Daí que sua vida virou uma roleta. O bem e o mal dos seus dias dependiam da presença ou da ausência daquele espectro que nunca se mostrava por inteiro. Depois, esta mesma indefinição das formas o fez melancólico. Poeta fértil que era, virou monotemático. Experimentador de formas e estilos, tornou-se fabricante de sonetos. Sentia saudades, criava parnasos, clonava Bilac.
E de tanto querer o que não via, já não queria mais a luz do dia. Trancou-se em casa, cerrou as cortinas, tornou-se inquilino das neblinas. E mais rimas faria se não fora, para tão grande dor, tão pouco o estro.
E foi assim, sem rimas, sem versos, ralo de palavras, que ele penou um dia inteiro.

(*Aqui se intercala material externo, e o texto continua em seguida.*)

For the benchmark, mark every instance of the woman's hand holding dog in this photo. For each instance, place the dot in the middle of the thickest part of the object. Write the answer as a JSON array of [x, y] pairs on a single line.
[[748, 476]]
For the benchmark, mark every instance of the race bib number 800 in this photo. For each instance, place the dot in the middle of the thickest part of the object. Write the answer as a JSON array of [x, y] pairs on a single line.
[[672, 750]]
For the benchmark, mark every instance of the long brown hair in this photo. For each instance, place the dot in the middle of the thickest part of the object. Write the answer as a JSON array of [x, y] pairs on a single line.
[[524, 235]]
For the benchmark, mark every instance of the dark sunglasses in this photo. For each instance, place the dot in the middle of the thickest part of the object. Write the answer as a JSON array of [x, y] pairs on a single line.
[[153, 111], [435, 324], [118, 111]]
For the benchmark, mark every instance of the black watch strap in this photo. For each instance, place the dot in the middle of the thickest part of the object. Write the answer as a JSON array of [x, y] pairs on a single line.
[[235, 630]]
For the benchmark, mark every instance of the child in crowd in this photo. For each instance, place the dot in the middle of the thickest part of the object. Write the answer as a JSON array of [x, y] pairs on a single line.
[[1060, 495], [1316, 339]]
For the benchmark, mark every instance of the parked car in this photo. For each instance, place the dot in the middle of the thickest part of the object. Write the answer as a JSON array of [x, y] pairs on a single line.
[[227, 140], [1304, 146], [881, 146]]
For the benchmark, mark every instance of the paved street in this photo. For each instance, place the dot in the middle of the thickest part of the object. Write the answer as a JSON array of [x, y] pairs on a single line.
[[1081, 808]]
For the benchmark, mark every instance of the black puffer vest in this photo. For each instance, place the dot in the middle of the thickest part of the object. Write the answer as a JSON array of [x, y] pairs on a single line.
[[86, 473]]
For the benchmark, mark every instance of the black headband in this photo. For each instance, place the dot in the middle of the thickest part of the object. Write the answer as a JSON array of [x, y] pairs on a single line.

A mesa tosca mal suportava a agudez dos cotovelos que sustentavam uma cabeça em desvario. Foi aí que ele sentiu uma presença enchendo a sala. Era ela, enfim, ele sabia, que vinha revelar-se por inteiro. E já não era mais uma presença externa. Sentia que ela entrava em si, vindo para sempre povoar seus sonhos. E o calor daquela alma deixou no seu corpo uma enorme vontade de dormir. Ele dormiu.
Abriu os olhos com a luz do dia para ver escrito no papel que deixara em branco, em letras redondas de mulher: Meu amor, nunca mais vou perturbar teu sono. Adeus, André.

Foto: Nell Dorr

2 comentários:

Anônimo disse...

Sonhar não é apenas provocação de resíduos do dia, além do espraiar-se aos tentos e desejos incontidos. É passear, povoar e ser povoado por uma dimensão pouco conhecida, é encontrar as musas da vida em mil´outras formas. Ruim mesmo é ser um André abandonado, “inquilino da neblina, sem rimas, sem versos, ralo de palavras”, tonto de esperanças a alimentar seus sonhos. Rona, você é um arretado !!!

Only feelings disse...

Lindo e plausível.
O que será de André agora?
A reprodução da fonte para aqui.